Trails at Ashumet Holly
Explore 1.5 miles of trails at Ashumet Holly. Take the Mystery Trail to see the tallest holly on the property, along with a secluded natural vernal pool.
Ashumet Farm Trail
The trail leads away from Swallow Barn and meanders through the fields where crops including corn, strawberries and asparagus were once grown. Today the fields are mowed annually to maintain early successional habitat, fend off invasive plants, and encourage a diversity of wildlife. Northern Bobwhite are frequently heard here, especially in the spring. The northern stretch of the Ashumet Farm trail is a great place to look upward for Baltimore and orchard oriole nests hanging in the mature black locust trees.
English Holly Trail
Along this wooded trail you will notice an abandoned herring run stretching in a north to south direction. This was an unsuccessful attempt to bring herring (alewife) to nearby Ashumet Pond in the late 1800’s. This canal was hand-dug the entire distance to the shores of the Atlantic. Once completed, water entering from the pond simply seeped into the extremely porous substrate and never traveled the distance. The effort was abandoned and no other attempts were made to fill the canal.
Mystery Tree Trail
Here you will find a magnolia tree dotted with drill holes from the yellow bellied sapsucker. Close by, inhale the musky aroma of the Japanese cedar, the national tree of Japan. Next to the sanctuary’s tallest holly (labeled), stands a twin-trunked holly that is actually two trees growing together. Look closely at the leaf differences.
The first holly plantings on Wilfred Wheeler’s farm took place at this site. These trees were propagated or transplanted starting in 1925. Many of the trees here are over 100 years old. Look for #11 ‘Goldie’, which boasts unique yellow fruit. This is one of the first hollies to lose its fruit to the sanctuary’s wintering robins.
Look for Lichen
This interpretive route introduces you to the fascinating world of lichens. Lichens are symbiotic organisms comprised of both fungus and algae. They are abundant in environments with good air quality and common along forests and shorelines of Cape Cod, yet are often overlooked. Discover these subtle yet special elements of our landscape using the lichen trail guide available in the sanctuary kiosk.
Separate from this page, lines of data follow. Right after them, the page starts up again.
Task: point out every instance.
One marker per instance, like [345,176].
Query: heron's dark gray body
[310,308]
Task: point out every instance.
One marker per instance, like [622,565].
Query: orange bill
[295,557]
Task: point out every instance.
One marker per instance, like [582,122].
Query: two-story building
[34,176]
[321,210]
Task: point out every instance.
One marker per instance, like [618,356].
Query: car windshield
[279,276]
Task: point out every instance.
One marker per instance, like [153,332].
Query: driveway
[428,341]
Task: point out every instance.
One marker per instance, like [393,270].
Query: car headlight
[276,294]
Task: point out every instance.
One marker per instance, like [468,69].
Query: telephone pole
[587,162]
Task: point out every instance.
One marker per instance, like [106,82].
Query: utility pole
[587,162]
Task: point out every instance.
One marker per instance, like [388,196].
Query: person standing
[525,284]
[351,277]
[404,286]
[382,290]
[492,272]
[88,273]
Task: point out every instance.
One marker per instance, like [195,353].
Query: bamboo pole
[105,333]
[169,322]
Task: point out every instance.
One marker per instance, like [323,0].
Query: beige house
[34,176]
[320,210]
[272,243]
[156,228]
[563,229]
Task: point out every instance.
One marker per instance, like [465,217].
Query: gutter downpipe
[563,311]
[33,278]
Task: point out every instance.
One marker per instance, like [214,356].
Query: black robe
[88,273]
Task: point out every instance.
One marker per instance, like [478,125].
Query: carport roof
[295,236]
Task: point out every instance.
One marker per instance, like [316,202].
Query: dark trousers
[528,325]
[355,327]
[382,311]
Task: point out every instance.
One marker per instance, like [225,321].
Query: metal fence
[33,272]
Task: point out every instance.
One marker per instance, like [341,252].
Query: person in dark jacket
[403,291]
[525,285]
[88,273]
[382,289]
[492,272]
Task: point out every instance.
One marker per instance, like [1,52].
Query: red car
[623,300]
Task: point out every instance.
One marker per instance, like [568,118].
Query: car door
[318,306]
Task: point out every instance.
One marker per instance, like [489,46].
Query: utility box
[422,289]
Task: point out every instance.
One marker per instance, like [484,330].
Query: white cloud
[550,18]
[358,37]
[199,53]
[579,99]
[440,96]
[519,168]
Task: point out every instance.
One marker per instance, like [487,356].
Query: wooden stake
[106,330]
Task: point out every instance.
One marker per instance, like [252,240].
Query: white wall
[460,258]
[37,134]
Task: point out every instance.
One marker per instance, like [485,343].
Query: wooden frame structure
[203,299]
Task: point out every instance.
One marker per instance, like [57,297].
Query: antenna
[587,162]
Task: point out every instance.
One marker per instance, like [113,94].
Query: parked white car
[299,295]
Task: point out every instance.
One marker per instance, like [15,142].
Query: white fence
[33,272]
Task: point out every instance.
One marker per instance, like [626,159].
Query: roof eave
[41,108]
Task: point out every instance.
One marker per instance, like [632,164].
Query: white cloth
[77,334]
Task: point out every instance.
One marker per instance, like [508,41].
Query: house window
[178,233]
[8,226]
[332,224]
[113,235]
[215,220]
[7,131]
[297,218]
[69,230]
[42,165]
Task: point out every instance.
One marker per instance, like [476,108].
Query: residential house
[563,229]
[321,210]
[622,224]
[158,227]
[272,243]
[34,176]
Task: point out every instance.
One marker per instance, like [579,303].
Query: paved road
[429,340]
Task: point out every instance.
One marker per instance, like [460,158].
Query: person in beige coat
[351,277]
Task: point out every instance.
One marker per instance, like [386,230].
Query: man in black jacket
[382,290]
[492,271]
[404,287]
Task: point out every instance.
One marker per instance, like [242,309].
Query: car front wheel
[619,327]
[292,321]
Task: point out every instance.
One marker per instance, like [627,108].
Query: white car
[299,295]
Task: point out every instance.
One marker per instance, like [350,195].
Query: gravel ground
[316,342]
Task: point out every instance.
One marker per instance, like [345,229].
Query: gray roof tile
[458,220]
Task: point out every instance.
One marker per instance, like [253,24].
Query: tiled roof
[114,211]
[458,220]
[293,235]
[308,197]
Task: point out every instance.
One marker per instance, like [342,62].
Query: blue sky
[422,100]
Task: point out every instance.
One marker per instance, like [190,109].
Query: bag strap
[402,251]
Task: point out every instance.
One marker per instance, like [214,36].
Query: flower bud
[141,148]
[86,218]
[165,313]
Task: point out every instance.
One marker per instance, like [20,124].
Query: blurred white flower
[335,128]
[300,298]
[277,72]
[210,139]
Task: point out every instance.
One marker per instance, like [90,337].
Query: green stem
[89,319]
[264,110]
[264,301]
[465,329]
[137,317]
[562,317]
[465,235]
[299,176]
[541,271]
For your safety and to avoid conflicts with wildlife, we ask that you please:
- Leave everything as you find it, and do not pick or collect items
- Remain on the trails at all times to protect plants, animals, and yourself
- Leave pets at home
- Refrain from running, bike riding, or driving motorized vehicles
- Refrain from launching, operating, or retrieving drones or other remote-controlled aerial vehicles
- Refrain from fishing, hunting, or trapping
- Enjoy snacks or picnics in designated areas, and carry out all trash
- Do not smoke
Please stay on the trails for your safety, and the safety of wildlife. Poison ivy and ticks are common in Massachusetts, so be sure to wear proper footwear, learn how to identify each, and be on the lookout. Also bring plenty of water, especially during the summer.